Şekerli, yapışkan, kola gibi asitli besinlerin tüketilmemesi gerekmektedir. Dişlerin fırçalanamadığı durumlarda, elma, havuç gibi dişetlerine masaj yapacak besinler tüketilmelidir. Dişlerin fırçalanmasının mümkün olmadığı durumlarda ağız temiz su ile çalkalanmalıdır. Şekerli besinler tüketildikten sonra peynir gibi çürük önleyici besinler tüketmek gerekmektedir.
Yetişkinler için de öneride bulunmak gerekirse ; siyah çayın içerdiği florürün de, çürüğü azaltıcı rolü vardır. Çaylarla ilgili yapılan çalışmalarda, antimikrobiyal etkinliklerinin; fermentasyon miktarları arttıkça azaldığı; fermente olmamış olan yeşil çayın, diğer fermente edilmiş çaylara göre en yüksek antimikrobiyal ekinliğe sahip olduğu gösteren çalışmalar mevcuttur. Yeşil çayın içeriğindeki bileşikler; bakterileri yok edici ve diş yüzeyine yapışmasını engelleyici özellik göstermektedir. Bununla birlikte, düzenli olarak yeşil çay tüketmenin diş çürüklerini azalttığını gösteren sınırlı sayıda çalışma bulunmaktadır
Bunun yanı sıra ; kavrulmuş kahvenin, birçok bakteriye karşı antibakteriyel etkinliği bulunmaktadır. Kakao tohumlarının kuru ağırlığının yüzde 6-8’i, bitkilerdeki doğal kimyasallardan oluşur. Bu doğal kimyasallar, çürük önleyici bir özellik oluşturur. Kakaonun çürük önleyici etkinliği de bakterilerin diş yüzeyine tutunmasını engellemeye yöneliktir.
Yaşam tarzınızda yapacağınız bazı değişikliklerle birlikte, ağız sağlığının korunması her yaş grubunda büyük önem taşımaktadır. Bireysel düzeyde çürük önlemede; süt, peynir gibi proteinler, organik ve inorganik fosfat içeren bitkisel kaynaklı besinler tercih edilmelidir.
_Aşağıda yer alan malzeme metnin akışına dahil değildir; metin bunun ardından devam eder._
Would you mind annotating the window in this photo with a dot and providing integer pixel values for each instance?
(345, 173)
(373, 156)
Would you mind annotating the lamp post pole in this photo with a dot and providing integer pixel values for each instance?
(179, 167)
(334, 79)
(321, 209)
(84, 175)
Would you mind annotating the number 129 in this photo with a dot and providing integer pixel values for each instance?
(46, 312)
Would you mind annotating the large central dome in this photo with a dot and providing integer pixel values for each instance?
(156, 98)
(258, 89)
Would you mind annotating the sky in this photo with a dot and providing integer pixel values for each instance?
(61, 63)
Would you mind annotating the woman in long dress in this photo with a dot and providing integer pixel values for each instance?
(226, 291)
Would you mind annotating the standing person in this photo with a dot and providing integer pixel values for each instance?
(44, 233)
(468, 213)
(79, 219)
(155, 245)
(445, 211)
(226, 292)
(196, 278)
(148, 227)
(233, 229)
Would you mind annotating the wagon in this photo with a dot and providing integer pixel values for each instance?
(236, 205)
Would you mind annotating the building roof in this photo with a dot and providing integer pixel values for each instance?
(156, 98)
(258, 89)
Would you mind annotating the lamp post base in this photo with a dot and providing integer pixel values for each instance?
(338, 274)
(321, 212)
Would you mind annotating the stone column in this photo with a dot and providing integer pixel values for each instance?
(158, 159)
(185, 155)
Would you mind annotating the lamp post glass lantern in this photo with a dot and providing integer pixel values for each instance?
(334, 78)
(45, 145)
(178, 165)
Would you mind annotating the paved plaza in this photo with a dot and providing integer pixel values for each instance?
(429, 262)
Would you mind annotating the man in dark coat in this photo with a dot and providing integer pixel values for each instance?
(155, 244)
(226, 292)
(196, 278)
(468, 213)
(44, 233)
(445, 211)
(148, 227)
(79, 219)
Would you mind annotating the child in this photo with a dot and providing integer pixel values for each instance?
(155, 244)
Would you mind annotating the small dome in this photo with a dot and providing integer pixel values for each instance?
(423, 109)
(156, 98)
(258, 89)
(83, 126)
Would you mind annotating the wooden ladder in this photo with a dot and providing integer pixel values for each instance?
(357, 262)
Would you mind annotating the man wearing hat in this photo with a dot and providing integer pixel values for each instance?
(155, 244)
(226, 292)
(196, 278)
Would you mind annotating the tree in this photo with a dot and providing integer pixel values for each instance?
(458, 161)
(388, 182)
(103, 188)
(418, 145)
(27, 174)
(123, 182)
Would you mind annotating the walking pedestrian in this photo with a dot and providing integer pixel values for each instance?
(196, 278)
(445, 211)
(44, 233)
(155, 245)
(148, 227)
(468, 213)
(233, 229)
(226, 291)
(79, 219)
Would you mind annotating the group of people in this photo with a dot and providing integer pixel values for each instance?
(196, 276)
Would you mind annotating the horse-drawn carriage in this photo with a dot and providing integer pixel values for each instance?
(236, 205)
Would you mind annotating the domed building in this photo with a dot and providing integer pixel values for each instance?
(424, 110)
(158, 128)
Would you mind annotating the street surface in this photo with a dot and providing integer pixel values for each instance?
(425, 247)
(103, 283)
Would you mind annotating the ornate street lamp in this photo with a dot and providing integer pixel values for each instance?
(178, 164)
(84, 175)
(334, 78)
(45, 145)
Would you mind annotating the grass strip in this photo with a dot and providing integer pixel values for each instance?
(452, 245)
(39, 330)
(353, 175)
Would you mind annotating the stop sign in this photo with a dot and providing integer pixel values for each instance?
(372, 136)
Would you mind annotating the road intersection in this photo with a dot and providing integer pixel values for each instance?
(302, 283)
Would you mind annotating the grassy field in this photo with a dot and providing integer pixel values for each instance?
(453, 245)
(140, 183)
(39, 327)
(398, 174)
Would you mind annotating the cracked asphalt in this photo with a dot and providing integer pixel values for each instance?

Özetle; ağız ve diş sağlığını korumada; protein ve sebze ağırlıklı çiğnemeye yönelik bir beslenme şekli gereklidir. Kişilerin kahve, çay, alkol, asitli içeceklerin sınırlı şekilde tüketmesi, şeker tüketiminin kontrol altına alması, düzenli aralıklarla diş hekimine kontrole gitmesi çürükleri önlemede oldukça önemlidir. Şekersiz sakızlar, taze meyve-sebzeler, et, yumurta, peynir, balık, baklagiller gibi yüksek kaliteli proteinler riski azaltan diyetsel faktörlerdir. Tükürük salınımını uyarmak için; taze, işlenmemiş besinler seçilmelidir. Ara ve ana öğün sonrası şekersiz sakız çiğnenebilir. Diş dostu olarak nitelendirilen özelliklerdeki tatlandırıcılı sakızları, diş fırçalamaya ilaveten yardımcı bir oral hijyen aracı olarak hastalara önerebilmektedir.
Diş sağlığınızı ve beslenme düzeninizi ihmal etmememiniz dileğiyle. Sağlıklı günler dilerim.